About 15 minutes later, senior vice president and corporate secretary Victoria Salhus let the cat out of the bag: the Dolans had not secured the necessary “majority of the minority” shareholder vote to approve the deal.
But prior to the announcement of the tally – the actual vote won’t be released for at least a couple of weeks, according to Cablevision – there were a few signs that all was not well in Dolan land. First off were Jim Dolan’s opening remarks to shareholders.
“Before we begin with the business of today’s meeting, I would like to note how unusual and in many ways wonderful that is,” Jim Dolan said in opening the meeting. “Today we have a contested vote, but both sides have great optimism about the company’s future. On behalf of both the family and the company, we are grateful to all of our shareholders, no matter how they may vote, for their confidence in our product.”
Later, Dolan commented on the controversy that has surrounded the deal ever since the family made its latest offer in May.

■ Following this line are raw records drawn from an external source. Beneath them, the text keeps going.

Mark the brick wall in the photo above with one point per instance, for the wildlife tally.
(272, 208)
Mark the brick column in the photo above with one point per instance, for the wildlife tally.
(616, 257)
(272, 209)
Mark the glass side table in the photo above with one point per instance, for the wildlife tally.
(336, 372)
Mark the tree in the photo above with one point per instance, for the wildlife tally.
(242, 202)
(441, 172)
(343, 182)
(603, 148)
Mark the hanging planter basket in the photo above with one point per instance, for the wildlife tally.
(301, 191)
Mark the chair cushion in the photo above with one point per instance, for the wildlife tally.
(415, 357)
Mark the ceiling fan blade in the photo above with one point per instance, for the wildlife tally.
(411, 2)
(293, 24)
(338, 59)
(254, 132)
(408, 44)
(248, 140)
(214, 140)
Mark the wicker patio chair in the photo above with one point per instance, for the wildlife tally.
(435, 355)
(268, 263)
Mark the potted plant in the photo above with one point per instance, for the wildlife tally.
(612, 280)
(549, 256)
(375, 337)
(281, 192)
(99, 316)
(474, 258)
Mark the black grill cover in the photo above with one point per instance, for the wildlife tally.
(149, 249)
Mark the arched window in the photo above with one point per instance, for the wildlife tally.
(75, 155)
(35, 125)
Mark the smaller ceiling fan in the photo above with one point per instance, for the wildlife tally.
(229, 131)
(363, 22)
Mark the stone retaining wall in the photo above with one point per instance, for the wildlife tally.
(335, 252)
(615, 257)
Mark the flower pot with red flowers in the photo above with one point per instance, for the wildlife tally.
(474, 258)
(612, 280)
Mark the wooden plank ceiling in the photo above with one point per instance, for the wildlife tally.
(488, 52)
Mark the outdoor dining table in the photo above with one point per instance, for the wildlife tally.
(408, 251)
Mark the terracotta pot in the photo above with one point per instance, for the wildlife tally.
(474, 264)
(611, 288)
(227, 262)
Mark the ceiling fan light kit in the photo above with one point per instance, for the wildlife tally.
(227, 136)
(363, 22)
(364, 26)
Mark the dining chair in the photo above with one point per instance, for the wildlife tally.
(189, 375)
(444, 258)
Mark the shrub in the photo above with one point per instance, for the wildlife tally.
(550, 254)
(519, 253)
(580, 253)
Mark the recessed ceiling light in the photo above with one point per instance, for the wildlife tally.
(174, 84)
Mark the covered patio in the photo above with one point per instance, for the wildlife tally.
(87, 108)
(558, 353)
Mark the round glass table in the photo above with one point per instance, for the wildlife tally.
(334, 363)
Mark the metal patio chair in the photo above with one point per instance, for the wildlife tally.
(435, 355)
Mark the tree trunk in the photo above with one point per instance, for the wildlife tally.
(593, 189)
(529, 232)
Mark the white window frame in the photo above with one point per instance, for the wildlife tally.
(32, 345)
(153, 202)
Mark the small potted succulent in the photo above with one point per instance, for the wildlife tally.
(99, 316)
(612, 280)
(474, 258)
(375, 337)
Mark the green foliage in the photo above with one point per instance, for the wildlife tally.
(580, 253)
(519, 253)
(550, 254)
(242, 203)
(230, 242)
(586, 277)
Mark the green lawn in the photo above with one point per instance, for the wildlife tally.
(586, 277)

“As you may know, there has been a lot of publicity surrounding this vote and many believe the proposal will not be approved,” Dolan said. “Accordingly, and in the interest of time, we will not have a formal question and answer period.”
About 10 minutes later the “many” were proved right.

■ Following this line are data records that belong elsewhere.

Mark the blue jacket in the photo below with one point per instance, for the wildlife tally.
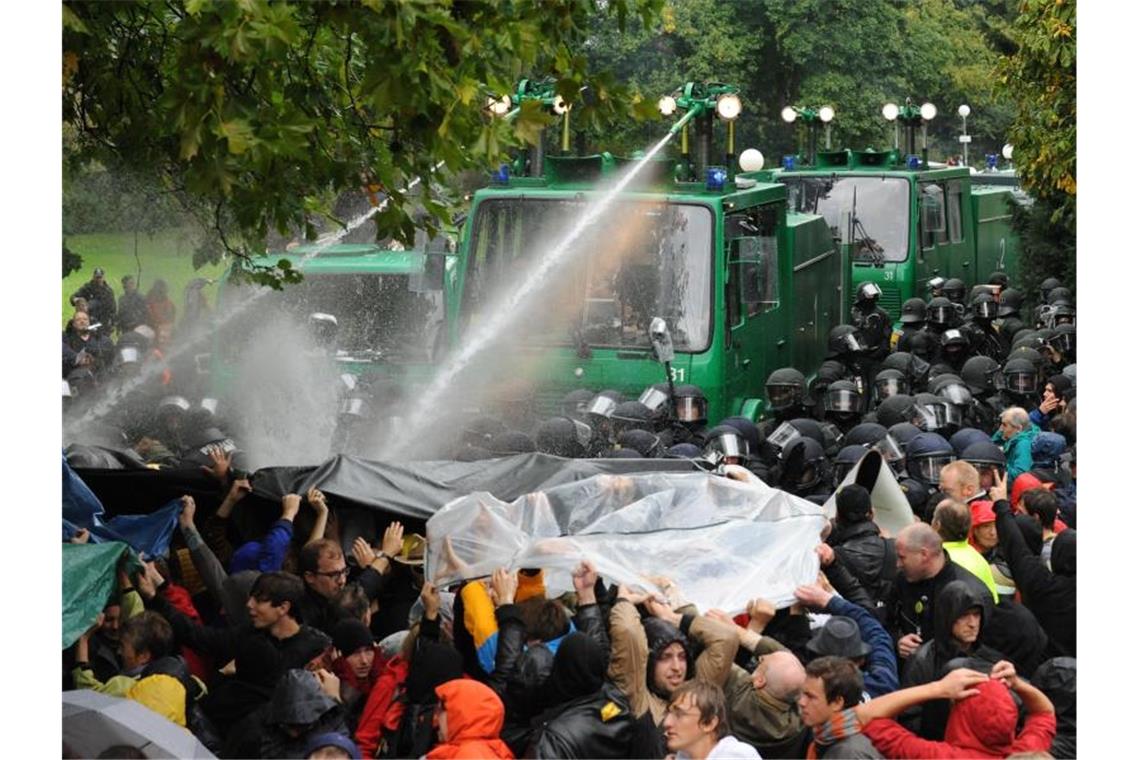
(880, 671)
(266, 555)
(1018, 451)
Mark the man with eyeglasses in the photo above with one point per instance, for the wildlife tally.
(325, 573)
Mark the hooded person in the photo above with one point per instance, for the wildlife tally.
(584, 716)
(858, 544)
(1049, 595)
(298, 711)
(470, 720)
(1057, 679)
(960, 617)
(983, 720)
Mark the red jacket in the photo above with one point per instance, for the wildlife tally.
(180, 599)
(979, 726)
(474, 719)
(382, 712)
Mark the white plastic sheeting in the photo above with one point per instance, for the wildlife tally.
(722, 541)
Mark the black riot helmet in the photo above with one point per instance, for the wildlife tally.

Cablevision’s decision to forgo shareholder Q&A ticked off at least one shareholder who rose and called that decision “outrageous.” But it appeared to be in keeping with the unusually high – even for Cablevision – paranoia that seemed to envelop the meeting.
For example, reporters were each given a personal escort from Cablevision’s PR legions during the meeting (mine was Lisa Rogen, of Rainbow Media Holdings, who was as helpful as she could possibly be). The handful of reporters that actually showed for the meeting were herded into a small press room until the absolutely last minute – we were led to the meeting room at precisely 11 a.m. And one reporter mentioned that when he stepped outside the building before the meeting began to make a call on his cell phone, a beefy security guard tapped him on the shoulder to ask him what he was doing (Hello? I’m outside the building. On my own cellphone.)

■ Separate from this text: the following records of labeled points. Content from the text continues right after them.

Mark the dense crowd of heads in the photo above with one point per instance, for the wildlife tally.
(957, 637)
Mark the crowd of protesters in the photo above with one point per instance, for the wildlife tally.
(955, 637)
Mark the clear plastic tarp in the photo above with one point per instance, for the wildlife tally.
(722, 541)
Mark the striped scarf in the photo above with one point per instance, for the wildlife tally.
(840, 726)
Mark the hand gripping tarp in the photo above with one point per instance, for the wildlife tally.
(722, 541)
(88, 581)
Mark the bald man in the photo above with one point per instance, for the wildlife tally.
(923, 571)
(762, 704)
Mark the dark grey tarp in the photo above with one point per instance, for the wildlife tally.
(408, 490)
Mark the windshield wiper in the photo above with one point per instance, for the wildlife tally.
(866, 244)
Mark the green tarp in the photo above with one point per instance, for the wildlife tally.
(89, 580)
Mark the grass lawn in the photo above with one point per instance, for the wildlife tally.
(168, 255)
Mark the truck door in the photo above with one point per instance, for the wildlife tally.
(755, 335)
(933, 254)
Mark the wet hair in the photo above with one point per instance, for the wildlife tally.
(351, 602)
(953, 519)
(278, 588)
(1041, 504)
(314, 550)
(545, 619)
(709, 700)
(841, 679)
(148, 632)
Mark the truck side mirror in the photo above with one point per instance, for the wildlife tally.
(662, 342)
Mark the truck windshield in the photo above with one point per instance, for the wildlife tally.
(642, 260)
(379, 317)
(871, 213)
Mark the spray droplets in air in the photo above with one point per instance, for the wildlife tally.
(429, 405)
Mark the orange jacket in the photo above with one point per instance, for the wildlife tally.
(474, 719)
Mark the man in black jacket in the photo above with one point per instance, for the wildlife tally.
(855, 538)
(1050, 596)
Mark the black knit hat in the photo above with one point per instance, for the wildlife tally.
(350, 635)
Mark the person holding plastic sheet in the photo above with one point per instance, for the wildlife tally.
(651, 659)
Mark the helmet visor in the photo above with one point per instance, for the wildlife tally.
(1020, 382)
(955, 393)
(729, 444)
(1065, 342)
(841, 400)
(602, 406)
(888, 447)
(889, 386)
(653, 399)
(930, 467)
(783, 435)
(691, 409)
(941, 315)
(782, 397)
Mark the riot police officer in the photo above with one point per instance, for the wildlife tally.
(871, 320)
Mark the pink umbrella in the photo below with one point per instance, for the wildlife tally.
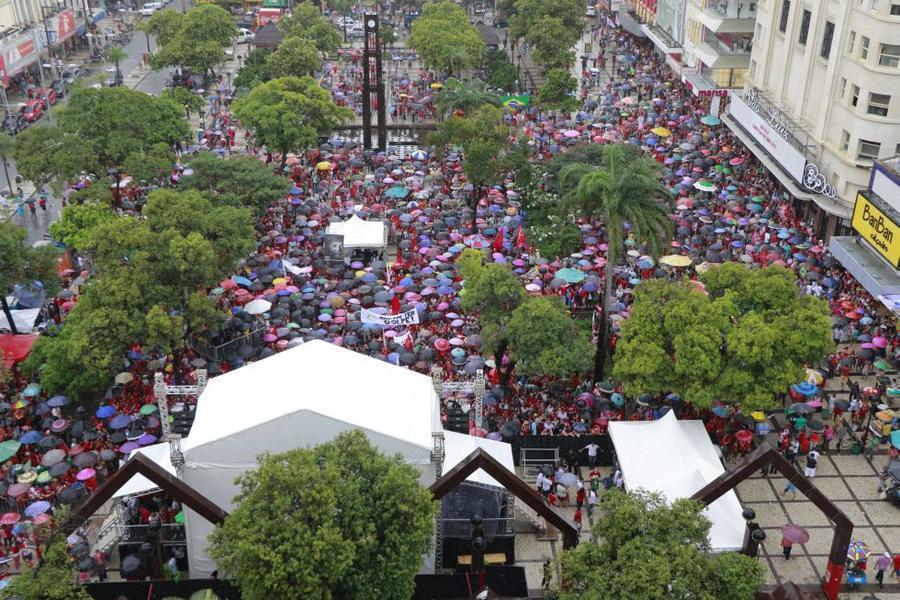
(85, 474)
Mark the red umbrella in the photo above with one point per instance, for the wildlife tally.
(795, 533)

Cameras and recording devices were prohibited from the meeting – this reporter had to remove the batteries from his tape recorder before being allowed entrance. That must have been wonderful for the Bloomberg TV and CNBC camera crews that were camped outside under white tents during the meeting.
And at one point during the meeting, while typing furiously on my laptop, another security guard tapped me on the shoulder, telling me to close my computer. Ms. Rogen, bless her heart, assured me that it was OK to keep typing, they were just worried that I might be text messaging out of the room. It just makes me wonder how trying to get information out of that company would be if in fact they were allowed to go private.
A few times during the meeting, Dolan fumbled and read the wrong page in his agenda – he kept wanting to move to the announcement of the preliminary vote, perhaps another sign that he just wanted to get out of the room.
After thanking shareholders for their time, that’s just what he did.